Staff Report to the Secretary on Electricity Markets and Reliability

August 2017 (U.S. Department of Energy)

Introduction On April 14, 2017, Energy Secretary Rick Perry issued a memorandum requesting a study to examine electricity markets and reliability. With this document, Department of Energy (DOE) staff are delivering a study that seeks not only to evaluate the present status of the electricity system, but more importantly to exercise foresight to help ensure a system that is reliable, resilient, and affordable long into the future. Therefore, while carefully acknowledging history, this study focuses on the present trajectory of trends that are of particular concern in meeting those long-term goals.
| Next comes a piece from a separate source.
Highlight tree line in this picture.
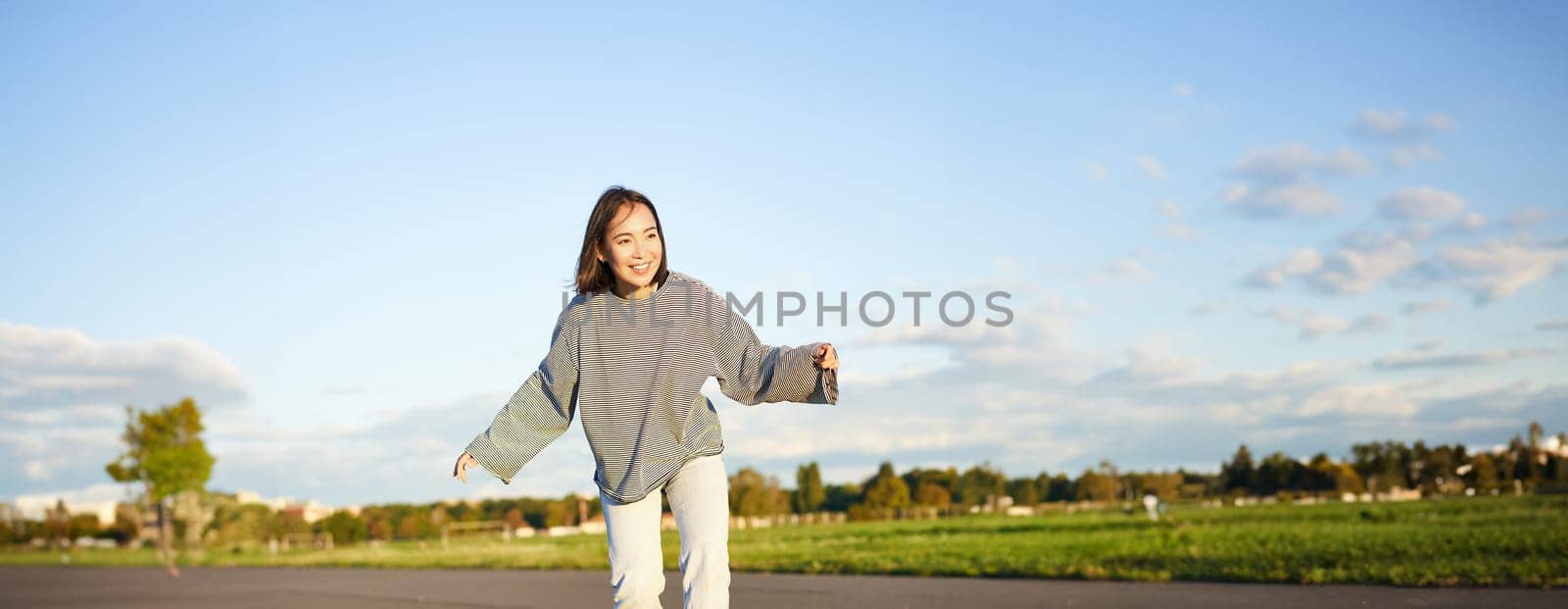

Specifically, the April 14 memo directed a study that explores the following three issues:

• The evolution of wholesale electricity markets, including the extent to which Federal policy interventions and the changing nature of the electricity fuel mix are challenging the original policy assumptions that shaped the creation of those markets;

• Whether wholesale energy and capacity markets are adequately compensating attributes such as on-site fuel supply and other factors that strengthen grid resilience and, if not, the extent to which this could affect grid reliability and resilience in the future; and

• The extent to which continued regulatory burdens, as well as mandates and tax and subsidy policies, are responsible for forcing the premature retirement of baseload power plants.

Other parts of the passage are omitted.